By Ekta R. Garg
May 13, 2021
The Good Sister by Sally Hepworth
Release date: April 13, 2021
Genre: Women’s fiction
Every book contains emotional stakes for both the reader and the characters. Sometimes these stakes overlap—that is, what the reader is experiencing is exactly what the characters are experiencing. Sometimes they run parallel. For example, in a mystery or thriller where the reader knows something the character doesn’t, the reader’s emotional stakes will be slightly higher. The character is just as invested in finding out the truth, but s/he doesn’t have enough information yet to know just how much to invest.
A writer’s job is to balance these stakes at all times, which is hard. It’s tempting to hold onto information simply for the satisfaction of an “aha!” or “gotcha!” moment. These can be fun to write, and they’re fun to read. From an editing standpoint, however, if they don’t make sense within the story, then they haven’t done their job well.
The Good Sister contains just such a moment, and it’s a pretty big one. Main character Fern has spent her whole life believing one set of facts about her twin, Rose. In the climax of the book, it’s revealed that Rose is exactly the opposite of what Fern and almost everyone else knows. There’s one key character who can reveal Rose’s deception, but this person is rendered helpless.
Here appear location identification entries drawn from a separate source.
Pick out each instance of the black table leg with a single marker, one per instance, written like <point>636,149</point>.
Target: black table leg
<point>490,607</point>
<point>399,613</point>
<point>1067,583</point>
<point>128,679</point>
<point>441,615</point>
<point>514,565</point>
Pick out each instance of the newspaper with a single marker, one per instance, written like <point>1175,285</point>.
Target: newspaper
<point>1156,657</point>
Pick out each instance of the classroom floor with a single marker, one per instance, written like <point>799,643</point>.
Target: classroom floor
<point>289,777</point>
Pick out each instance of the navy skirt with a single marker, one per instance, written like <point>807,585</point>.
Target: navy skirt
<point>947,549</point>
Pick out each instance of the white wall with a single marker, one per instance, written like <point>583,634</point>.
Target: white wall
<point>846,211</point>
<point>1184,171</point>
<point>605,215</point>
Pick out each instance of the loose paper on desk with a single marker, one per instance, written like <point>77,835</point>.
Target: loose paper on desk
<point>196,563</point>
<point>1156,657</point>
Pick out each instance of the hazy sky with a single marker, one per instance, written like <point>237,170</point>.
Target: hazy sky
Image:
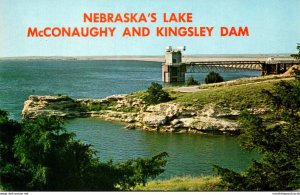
<point>274,27</point>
As a reader, I’m as much a fan of the plot twist as the next person. As an editor, I scrutinize these twists. I want them to make sense, because when a book requires as much emotional investment as this book does, that twist shouldn’t leave the reader feeling like they’ve just been walloped in the head by a 50-pound bag.
No doubt, Sally Hepworth had good intentions when writing the plot twist. For me, though, it just doesn’t work. In this book, the reader spends a great deal of time with Rose and develops a high level of sympathy for her. When the story reveals her betrayal, it’s confusing at best. At worst, it made me distrust almost everything else in the story for a while.
Granted, before the big reveal as I got closer to the climax, I started to doubt a few of the minor bits of information that Rose shared. I started to wonder whether she was sharing everything. I think this was intentional on Hepworth’s part, but it didn’t go far enough.
The trouble is that any information we get about Rose comes in third person point of view (POV) through diary entries. Everything we know about Fern is through first person POV. She’s telling her story. She’s directing our attention to the various facets of her life.
Had Hepworth chosen to give us more about Rose through conventional narration, it might have set up the twist a little better. It would have planted enough doubt about Rose’s intentions and her integrity. It might have even cast a shadow on Fern, which might or might not have worked depending on how it was handled.
I realize this is a tricky proposition to undertake, though. There is such a thing as tipping your hand too early and boring the reader with too much information while the characters are trying to catch up. I’ve read books like that too and rated them even lower than this one.
However, Sally Hepworth writes such good characters and builds such compelling plots that I found myself struggling to believe that Rose could deceive anyone. As I kept reading, for several pages I refused to face the fact that everything I’d read about her up to that point was heavily skewed in a particular direction for a particular reason. I wanted to believe in Rose and her plight. I wanted to continue sympathizing with her.
The twist comes at such a late stage in the book that I almost felt cheated in the amount of time and energy I’d spent in believing in Rose, though, and that’s why I couldn’t wholeheartedly recommend this novel.
Had I been the developmental editor on this story, I would have asked for a few chapters from Rose’s POV that didn’t come from her diary. The diary, while a great device within the story to control how much information a reader gets, narrows the focus too much. I would have recommended a trial of some pages from Rose just as she is, maybe intersperse regular narration with the diary entries, just to see how that would have shaped the presentation of Rose’s deception.
That would have been a trickier feat to pull off, no doubt, and it might not have worked. I believe Sally Hepworth is talented enough to have done it well, though. I really think she would have found a way to balance everything and given readers a little more preparation for this big about-face that Rose does.
Emotional stakes are everything in a book. To make characters more appealing, those stakes have to be as high as they possibly can. To engage readers, they have to make sense. For me, in this story, they just didn’t.